In general, I work in theoretical evolutionary ecology. In particular, I'm investigating the sources and consequences of spatial heterogeneity.
Even though my training is in pure mathematics, I was a postdoctoral research associate in the Webb lab and with PRIMES, the program for
interdisciplinary mathematics, ecology and statistics. This article in
Nature says a tiny bit about how I came to be there.
Simulations
My work makes approximately equal use of pure mathematics and computer
simulations, all informed by ecology. You can get a very good idea of
what I'm doing by looking at these
simulations yourself. Caveat: If your web browser isn't
Java-enabled, this won't be much fun.
Recent studies have increasingly turned to graph theory to model more realistic contact structures that characterize disease spread. Because of the computational demands of these methods, many researchers have sought to use measures of network structure to modify analytically tractable differential equation models. Several of these studies have focused on the degree distribution of the contact network as the basis for their modifications. We show that although degree distribution is sufficient to predict disease behaviour on very sparse or very dense human contact networks, for intermediate density networks we must include information on clustering and path length to accurately predict disease behaviour. Using these three metrics, we were able to explain more than 98 per cent of the variation in endemic disease levels in our stochastic simulations.
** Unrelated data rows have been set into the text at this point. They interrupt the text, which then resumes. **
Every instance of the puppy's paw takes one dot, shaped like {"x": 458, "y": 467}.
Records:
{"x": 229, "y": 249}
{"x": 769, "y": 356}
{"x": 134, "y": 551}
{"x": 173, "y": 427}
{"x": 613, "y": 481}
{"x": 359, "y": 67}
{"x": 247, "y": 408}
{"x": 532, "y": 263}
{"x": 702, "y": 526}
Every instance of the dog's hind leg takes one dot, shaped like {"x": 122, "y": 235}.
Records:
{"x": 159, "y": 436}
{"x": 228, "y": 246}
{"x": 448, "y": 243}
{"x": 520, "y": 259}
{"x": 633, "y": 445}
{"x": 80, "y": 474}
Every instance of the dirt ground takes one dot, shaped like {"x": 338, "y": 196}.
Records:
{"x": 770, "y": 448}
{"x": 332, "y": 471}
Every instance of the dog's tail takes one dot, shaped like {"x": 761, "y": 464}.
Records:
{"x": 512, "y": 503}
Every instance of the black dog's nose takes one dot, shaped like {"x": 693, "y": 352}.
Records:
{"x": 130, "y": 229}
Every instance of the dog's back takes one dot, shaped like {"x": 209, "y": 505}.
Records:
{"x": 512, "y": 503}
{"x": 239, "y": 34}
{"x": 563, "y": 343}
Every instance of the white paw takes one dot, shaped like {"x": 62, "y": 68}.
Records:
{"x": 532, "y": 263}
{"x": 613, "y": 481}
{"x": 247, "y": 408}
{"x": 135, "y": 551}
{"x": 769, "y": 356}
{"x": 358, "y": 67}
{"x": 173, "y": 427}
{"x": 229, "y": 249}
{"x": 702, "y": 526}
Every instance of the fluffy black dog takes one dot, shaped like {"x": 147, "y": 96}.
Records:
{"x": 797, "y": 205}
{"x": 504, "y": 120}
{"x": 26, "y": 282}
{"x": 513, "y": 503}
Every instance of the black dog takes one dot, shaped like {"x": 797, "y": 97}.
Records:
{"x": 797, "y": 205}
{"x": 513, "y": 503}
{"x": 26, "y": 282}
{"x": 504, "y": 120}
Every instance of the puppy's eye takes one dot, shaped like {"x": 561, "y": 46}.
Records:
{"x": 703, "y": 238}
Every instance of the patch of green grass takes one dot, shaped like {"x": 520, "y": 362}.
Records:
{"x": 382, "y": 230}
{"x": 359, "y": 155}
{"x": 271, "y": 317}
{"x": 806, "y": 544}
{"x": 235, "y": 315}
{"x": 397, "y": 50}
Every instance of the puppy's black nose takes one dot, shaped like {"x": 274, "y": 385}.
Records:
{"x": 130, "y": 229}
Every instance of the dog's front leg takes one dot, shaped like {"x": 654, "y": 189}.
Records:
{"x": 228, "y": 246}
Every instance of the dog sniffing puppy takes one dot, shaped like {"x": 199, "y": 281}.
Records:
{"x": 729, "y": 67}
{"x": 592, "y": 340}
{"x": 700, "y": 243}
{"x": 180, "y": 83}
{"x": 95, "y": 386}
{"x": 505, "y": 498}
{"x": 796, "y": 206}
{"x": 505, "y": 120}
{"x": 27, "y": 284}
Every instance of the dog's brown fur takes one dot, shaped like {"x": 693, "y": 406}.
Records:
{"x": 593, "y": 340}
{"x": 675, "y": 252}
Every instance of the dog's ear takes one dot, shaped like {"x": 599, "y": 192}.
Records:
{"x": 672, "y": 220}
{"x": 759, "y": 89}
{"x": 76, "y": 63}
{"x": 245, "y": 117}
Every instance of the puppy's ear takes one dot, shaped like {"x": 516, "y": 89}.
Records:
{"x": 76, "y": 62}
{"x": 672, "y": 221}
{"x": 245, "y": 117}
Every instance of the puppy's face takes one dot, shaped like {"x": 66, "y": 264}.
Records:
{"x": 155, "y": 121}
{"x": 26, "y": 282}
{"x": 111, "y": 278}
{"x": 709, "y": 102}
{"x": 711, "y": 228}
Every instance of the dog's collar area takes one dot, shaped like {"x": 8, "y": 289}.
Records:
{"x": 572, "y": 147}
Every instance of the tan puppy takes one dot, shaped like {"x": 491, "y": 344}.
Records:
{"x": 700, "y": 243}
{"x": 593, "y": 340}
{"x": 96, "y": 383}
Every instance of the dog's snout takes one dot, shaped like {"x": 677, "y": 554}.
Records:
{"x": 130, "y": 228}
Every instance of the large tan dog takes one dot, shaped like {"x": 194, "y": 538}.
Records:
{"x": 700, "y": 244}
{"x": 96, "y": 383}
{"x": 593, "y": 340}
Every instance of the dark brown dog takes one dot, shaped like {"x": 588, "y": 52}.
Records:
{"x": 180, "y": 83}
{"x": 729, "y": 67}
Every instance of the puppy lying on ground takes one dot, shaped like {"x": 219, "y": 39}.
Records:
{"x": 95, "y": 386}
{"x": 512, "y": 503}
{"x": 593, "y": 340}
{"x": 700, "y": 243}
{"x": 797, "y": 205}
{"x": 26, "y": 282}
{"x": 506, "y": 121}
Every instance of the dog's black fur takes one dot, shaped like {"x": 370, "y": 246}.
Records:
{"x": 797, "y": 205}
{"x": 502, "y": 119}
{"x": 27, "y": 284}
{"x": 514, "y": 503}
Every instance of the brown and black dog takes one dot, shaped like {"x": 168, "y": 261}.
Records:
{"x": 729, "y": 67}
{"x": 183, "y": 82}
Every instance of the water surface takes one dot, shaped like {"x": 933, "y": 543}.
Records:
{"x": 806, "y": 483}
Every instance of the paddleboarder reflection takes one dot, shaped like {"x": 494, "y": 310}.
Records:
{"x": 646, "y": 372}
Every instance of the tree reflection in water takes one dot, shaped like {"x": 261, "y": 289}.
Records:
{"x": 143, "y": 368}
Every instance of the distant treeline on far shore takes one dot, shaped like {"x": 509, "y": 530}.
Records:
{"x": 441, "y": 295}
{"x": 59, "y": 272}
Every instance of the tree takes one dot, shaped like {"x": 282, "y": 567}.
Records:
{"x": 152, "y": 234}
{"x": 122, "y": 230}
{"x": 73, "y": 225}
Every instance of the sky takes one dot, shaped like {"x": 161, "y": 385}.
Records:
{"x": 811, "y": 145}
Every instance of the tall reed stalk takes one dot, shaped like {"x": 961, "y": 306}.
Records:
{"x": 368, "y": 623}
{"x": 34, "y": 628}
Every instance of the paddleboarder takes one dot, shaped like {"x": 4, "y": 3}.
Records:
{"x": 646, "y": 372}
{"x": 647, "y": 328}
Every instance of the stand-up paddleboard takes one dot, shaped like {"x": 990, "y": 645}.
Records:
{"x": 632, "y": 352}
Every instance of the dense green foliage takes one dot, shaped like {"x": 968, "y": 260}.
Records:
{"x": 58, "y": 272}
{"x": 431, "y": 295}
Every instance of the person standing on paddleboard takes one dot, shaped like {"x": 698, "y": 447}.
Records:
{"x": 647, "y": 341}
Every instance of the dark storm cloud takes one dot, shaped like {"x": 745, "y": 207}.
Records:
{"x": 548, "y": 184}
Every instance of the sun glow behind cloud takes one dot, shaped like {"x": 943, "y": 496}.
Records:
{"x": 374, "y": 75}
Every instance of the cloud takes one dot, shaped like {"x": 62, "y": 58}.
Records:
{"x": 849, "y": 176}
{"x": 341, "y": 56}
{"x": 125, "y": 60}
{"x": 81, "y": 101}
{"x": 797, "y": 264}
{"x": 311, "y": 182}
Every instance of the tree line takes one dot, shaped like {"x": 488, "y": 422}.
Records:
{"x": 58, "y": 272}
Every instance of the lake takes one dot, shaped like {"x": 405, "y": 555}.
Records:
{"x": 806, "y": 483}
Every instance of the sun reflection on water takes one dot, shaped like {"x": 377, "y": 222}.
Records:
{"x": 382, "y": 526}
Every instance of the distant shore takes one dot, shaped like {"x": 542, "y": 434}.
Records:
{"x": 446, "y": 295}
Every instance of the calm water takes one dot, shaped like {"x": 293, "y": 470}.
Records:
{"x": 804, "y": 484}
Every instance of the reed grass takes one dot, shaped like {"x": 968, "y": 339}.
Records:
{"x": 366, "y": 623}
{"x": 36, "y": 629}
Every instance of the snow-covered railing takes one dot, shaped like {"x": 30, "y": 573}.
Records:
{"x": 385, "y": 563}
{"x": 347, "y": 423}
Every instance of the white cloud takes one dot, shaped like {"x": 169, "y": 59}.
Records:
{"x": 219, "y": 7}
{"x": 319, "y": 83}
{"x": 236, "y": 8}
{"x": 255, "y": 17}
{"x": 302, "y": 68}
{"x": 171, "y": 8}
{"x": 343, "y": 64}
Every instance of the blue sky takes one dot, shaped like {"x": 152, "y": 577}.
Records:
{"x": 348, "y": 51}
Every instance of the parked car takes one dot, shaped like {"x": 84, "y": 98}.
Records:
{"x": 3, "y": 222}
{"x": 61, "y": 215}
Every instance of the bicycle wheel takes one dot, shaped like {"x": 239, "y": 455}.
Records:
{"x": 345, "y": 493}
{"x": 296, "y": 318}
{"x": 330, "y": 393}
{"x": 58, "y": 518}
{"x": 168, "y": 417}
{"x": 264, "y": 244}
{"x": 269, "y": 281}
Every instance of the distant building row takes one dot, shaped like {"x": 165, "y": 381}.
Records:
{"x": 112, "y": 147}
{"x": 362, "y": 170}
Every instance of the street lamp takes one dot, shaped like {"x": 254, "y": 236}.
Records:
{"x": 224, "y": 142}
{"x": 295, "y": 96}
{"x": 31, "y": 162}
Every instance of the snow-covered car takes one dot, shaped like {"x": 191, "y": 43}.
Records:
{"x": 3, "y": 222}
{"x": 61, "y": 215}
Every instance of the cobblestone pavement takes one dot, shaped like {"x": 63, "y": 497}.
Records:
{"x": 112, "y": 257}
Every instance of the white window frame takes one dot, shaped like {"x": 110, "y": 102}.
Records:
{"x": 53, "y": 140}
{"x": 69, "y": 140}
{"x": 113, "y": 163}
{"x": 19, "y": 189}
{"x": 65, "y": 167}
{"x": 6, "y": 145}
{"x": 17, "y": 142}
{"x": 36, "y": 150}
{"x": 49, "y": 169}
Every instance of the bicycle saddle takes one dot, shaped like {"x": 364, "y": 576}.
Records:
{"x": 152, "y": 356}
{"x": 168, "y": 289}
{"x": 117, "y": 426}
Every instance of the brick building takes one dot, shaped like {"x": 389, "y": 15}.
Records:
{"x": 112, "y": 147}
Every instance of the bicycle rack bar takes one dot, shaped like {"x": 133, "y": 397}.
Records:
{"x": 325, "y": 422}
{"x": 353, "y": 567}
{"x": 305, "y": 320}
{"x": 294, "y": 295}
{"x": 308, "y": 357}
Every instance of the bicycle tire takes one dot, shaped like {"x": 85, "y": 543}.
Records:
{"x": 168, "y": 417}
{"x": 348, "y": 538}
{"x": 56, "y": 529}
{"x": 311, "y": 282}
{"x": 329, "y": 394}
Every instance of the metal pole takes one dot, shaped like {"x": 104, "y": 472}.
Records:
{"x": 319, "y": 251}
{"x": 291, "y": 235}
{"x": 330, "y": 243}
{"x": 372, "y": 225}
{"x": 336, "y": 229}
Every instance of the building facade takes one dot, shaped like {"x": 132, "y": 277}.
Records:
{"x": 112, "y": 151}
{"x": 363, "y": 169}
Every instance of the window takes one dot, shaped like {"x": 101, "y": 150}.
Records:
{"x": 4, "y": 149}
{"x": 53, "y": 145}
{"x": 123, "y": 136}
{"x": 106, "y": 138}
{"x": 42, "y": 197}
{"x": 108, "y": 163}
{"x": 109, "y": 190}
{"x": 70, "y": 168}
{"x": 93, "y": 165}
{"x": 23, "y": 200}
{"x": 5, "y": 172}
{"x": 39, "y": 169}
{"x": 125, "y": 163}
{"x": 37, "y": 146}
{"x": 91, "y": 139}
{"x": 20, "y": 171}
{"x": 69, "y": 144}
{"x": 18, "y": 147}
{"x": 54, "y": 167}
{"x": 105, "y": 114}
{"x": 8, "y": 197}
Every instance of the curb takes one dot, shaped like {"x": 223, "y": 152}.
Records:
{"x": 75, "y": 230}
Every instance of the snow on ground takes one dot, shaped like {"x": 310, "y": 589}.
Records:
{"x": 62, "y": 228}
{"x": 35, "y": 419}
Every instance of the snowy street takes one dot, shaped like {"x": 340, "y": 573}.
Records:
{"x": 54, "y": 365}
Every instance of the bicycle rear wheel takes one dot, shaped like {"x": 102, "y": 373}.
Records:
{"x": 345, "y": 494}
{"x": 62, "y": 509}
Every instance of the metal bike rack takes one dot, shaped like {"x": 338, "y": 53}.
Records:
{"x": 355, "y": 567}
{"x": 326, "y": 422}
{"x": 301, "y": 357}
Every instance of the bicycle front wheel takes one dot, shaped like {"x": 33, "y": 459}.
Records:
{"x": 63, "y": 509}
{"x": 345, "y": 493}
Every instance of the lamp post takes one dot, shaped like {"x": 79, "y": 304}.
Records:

(Greg Ames, Dylan George, Christian Hampson, Andrew Kanarek, Cayla McBee, Dale Lockwood, Jeff Achter, and Colleen Webb, Proceedings of the Royal Society B, 278(1724), 3544-3550, 7 December 2011.)
How does selection mediated by a spatially spreading disturbance affect individual-level dispersal and population-level spatial structure? We investigate this question with a birth-death process on a lattice on which a spatially spreading disturbanvce is imposed. We consider three different scenarios affecting whether an individual recovers from disturbance, corresponding to different trade-offs between short- and long-distance dispersal. In addition to computer simulation, we use a pair approximation to conduct an invasion analysis of different dispersal strategies. Of the trade-offs we examined, only a context-sensitive recovery, in which an individual's survival probability is enhanced by the presence of weaker neighbors, results in a mixed dispersal strategy. (With Colleen Webb. Evolutionary Ecology Research, 8(8), December 2006, 1377-1392.)
We consider a spatially-explicit birth death process in which organisms can reproduce using local dispersal, long-distance dispersal, or a mixed strategy. We approximate the system with a pair of equations which, empirically, does an excellent job of capturing the dynamics of the system. We use this approximation to view spatial aggregation through the lens of percolation theory. In doing so, we correct a pervasive mistake in the literature. (With Colleen Webb. Theoretical Population Biology, 69(2), March 2006, 155-164.)
This isn't, strictly speaking, a paper about biology; but my interest in complex networks is grounded in biology.
For a given natural number N, Corso constructs a graph with vertices {2,...,N}. He analyzes this family of graphs with computer calculations; I get exact answers using number theory. (Physical Review E, 70(5), 2004.)